Astinog
Astinog

Reputation: 1181

Standard output and Pipe use in exec

I'm having problems understanding the right use of the pipe in UNIX Systems. I have a main process which create a child process. The child process must run a different program from the father, he has to make some operation and then the child must communicate to the father the results. However in the child process I have to print on the terminal the partial results of these operations. I'm trying with a test program to do so, but I'm a bit stuck right now.
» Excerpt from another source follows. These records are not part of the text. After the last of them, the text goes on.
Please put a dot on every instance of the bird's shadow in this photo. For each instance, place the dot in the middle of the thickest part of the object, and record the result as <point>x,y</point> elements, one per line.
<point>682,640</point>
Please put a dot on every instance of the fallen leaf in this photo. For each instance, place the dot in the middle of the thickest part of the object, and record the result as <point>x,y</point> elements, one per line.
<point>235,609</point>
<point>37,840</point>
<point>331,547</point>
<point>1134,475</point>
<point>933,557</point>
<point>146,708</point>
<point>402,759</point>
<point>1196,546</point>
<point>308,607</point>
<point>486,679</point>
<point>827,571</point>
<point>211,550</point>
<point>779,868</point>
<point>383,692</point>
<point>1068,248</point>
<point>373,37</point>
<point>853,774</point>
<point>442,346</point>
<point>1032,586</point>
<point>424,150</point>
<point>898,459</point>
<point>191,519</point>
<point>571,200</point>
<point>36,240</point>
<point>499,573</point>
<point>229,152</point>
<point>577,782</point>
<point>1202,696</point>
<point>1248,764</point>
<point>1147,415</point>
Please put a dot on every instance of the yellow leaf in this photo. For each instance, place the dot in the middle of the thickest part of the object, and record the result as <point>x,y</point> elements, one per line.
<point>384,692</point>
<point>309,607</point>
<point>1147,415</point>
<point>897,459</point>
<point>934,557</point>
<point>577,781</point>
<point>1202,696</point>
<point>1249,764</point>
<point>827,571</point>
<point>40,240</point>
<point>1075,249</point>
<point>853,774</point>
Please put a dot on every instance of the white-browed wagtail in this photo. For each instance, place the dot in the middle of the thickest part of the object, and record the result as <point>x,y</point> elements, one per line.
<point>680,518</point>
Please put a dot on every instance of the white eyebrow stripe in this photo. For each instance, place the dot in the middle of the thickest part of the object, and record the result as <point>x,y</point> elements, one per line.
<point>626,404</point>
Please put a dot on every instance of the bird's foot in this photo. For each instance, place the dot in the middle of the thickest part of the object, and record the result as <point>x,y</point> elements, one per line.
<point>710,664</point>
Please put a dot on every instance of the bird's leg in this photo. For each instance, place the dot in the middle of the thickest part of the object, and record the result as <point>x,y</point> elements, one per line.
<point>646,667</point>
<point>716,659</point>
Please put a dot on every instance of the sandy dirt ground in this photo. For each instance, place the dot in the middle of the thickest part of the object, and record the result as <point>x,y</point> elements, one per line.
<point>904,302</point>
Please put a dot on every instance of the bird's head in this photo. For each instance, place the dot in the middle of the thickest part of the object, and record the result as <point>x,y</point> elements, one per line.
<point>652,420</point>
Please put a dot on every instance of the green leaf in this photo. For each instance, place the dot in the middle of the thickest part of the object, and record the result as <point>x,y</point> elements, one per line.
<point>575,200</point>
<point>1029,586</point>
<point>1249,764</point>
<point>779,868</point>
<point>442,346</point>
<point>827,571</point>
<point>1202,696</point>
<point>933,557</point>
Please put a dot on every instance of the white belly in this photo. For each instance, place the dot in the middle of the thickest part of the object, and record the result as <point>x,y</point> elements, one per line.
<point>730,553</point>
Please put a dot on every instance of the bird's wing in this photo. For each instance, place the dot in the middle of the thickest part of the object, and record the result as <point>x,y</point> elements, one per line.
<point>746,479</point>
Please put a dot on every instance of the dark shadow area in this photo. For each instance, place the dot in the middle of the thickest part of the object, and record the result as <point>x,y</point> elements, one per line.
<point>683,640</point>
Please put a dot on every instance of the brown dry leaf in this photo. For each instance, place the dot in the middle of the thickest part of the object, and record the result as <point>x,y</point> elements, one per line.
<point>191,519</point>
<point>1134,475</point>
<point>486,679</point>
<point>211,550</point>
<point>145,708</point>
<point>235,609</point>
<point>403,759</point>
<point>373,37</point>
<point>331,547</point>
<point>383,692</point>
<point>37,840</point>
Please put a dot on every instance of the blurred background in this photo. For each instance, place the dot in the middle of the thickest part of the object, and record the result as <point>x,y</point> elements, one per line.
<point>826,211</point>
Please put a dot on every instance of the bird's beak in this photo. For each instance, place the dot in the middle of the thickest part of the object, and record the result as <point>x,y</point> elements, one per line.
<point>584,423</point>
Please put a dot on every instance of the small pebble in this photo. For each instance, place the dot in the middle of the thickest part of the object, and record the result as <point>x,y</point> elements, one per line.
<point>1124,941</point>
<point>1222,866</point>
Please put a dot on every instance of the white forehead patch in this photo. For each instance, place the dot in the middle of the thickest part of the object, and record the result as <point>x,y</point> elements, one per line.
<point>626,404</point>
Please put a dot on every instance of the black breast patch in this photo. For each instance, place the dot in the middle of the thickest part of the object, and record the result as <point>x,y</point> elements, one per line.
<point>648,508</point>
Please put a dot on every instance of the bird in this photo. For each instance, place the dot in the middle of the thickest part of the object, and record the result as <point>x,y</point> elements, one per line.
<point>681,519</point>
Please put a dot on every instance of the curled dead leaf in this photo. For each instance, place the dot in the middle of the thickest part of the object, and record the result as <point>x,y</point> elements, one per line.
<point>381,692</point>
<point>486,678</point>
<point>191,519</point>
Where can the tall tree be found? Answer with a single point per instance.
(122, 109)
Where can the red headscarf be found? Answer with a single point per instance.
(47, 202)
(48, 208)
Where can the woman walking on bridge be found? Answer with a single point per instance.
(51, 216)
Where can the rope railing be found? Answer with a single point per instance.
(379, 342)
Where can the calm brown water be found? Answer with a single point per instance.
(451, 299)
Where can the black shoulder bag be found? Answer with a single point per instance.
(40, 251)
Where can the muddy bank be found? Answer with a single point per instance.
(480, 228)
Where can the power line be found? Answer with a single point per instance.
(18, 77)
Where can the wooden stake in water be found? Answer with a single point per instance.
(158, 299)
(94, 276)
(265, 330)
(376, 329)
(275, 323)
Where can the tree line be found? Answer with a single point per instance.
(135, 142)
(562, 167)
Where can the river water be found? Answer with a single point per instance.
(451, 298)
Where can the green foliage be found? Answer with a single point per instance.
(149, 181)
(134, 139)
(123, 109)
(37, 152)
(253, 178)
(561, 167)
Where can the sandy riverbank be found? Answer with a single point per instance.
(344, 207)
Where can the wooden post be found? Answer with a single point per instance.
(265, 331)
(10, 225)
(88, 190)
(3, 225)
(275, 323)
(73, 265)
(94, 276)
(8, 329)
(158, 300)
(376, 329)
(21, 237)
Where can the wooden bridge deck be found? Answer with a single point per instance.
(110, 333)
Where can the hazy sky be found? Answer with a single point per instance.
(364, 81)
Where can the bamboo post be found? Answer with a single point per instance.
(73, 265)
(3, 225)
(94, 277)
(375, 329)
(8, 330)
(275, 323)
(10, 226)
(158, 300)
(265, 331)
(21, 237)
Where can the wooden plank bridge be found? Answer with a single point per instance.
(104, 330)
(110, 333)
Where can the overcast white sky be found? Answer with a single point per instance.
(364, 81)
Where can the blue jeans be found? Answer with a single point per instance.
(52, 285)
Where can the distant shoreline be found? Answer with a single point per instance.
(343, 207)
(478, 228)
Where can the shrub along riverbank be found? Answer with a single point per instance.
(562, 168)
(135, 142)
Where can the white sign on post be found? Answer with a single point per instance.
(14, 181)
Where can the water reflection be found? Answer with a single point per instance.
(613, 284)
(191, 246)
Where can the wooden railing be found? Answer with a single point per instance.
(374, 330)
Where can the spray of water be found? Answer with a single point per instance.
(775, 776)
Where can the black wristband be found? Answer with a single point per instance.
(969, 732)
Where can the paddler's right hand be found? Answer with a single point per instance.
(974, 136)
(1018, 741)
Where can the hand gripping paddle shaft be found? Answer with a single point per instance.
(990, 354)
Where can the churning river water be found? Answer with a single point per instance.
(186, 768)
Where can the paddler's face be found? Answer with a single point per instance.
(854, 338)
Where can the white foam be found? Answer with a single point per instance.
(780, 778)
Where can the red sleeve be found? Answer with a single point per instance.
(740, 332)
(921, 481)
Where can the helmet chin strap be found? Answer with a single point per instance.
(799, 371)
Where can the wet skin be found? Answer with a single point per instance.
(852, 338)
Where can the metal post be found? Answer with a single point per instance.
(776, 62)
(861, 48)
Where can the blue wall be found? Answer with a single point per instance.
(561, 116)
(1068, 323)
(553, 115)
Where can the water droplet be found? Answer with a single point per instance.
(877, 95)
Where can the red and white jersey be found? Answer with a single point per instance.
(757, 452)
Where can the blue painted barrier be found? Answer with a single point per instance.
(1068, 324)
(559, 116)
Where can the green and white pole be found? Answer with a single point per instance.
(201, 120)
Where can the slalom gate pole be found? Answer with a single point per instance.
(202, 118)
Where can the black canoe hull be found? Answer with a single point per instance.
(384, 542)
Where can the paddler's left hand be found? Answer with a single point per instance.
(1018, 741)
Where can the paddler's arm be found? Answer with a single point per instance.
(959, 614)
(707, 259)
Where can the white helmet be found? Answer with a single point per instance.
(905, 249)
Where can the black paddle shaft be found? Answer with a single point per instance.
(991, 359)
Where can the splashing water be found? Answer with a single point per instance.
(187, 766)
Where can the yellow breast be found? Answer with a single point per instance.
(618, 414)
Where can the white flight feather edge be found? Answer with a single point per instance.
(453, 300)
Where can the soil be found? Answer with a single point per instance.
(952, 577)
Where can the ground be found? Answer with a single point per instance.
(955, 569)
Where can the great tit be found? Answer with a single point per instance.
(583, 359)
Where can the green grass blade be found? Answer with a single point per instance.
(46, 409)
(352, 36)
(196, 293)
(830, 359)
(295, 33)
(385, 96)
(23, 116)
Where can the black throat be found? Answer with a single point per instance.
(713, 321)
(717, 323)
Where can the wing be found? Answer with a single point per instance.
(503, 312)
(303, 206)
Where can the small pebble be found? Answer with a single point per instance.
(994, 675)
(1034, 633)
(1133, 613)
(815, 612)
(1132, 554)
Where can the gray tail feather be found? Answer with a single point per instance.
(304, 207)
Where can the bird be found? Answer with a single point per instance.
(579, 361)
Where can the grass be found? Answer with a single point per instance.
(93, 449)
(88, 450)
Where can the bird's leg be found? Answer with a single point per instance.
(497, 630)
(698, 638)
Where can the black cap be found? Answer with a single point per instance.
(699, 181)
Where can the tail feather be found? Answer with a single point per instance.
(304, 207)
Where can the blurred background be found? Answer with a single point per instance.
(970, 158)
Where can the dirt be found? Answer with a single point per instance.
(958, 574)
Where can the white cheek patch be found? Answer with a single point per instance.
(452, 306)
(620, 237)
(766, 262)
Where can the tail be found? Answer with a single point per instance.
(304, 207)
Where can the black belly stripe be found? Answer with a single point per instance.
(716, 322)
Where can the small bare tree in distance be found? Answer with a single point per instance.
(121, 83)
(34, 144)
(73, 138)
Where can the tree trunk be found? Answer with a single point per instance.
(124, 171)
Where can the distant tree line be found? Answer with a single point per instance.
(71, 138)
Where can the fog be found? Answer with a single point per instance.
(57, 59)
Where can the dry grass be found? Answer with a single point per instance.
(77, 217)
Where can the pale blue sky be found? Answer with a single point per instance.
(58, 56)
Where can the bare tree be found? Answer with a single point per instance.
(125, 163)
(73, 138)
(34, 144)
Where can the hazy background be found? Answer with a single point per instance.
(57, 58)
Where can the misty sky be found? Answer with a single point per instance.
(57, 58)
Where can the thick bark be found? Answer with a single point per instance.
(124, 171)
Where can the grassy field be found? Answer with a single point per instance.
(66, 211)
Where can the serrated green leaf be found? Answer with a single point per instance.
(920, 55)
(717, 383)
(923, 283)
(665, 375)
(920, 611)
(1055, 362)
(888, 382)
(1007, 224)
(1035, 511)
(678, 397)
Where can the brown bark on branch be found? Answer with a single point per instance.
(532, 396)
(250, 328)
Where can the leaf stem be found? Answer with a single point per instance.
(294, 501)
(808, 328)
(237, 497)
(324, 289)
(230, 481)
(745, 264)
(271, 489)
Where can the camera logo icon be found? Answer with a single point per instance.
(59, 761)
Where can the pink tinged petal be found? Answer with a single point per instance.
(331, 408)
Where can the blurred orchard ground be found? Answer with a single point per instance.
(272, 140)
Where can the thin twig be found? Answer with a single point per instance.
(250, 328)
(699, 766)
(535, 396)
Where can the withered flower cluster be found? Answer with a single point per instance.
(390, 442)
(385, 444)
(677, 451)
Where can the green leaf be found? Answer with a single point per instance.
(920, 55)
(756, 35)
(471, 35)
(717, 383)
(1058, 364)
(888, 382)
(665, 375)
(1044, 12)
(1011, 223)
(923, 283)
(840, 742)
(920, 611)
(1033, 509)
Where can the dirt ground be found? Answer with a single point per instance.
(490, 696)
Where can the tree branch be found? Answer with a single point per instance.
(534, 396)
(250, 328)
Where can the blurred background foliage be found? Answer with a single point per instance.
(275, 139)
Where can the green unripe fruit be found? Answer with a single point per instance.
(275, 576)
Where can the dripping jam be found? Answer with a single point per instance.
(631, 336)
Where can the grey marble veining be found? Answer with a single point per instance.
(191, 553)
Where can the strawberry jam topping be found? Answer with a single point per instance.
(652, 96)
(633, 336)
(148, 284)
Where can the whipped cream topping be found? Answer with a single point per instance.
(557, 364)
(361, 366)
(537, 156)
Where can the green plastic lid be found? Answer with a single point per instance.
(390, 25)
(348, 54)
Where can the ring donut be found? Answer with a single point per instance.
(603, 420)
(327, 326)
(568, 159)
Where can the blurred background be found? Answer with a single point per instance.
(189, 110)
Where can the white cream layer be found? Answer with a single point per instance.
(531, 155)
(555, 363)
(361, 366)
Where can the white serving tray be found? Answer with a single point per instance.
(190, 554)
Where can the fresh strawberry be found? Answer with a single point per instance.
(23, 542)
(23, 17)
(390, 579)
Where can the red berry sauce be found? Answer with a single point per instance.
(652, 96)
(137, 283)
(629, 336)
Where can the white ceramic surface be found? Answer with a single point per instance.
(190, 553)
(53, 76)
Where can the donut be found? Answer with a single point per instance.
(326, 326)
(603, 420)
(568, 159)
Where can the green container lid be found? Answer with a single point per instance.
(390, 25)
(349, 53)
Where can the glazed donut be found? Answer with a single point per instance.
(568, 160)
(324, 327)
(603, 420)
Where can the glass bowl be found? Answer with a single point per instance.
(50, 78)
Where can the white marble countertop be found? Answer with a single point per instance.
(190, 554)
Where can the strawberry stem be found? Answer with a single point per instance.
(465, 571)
This is the main test program

TEST.C

#include <stdio.h>
#include <unistd.h>
#include <stdlib.h>

int main(){

  int mypipe[2];
  pid_t pid;
  char readbuffer[6];

  pipe(mypipe);

  if((pid = fork()) == 0){
    close(mypipe[0]);
    dup2(mypipe[1], STDOUT_FILENO);
    execlp("./proc", "./proc", NULL);
  } else {

  wait(-1);
  close(mypipe[1]);
  read(mypipe[0], readbuffer, sizeof(readbuffer));
  printf("%s", readbuffer); 
  }
}

And the c file of the ./proc program is this: PROC.C

#include <stdio.h>

int main(int argc, char* argv[]){

  printf("check\n");

  return 0;
}

With this solution, the proc program can't print anything on the terminal. How do I make the proc program to print on the terminal AND on the pipe so the main program can read from there??? Thank you!

Upvotes: 0

Views: 84

Answers (2)

Simon PA
Simon PA

Reputation: 746

If you want your "proc" program to print in terminal for log/debug infos, u can use fprintf and stderr:

fprintf(stderr, "What you need to print\n");

You can also see where your program is writing, use strace

Upvotes: 1

doron
doron

Reputation: 28872

Even when you redirect stdout to the parent program, you can still use stderr. Just call fprintf(stderr, ...) instead of printf(...) when you want to print to the console.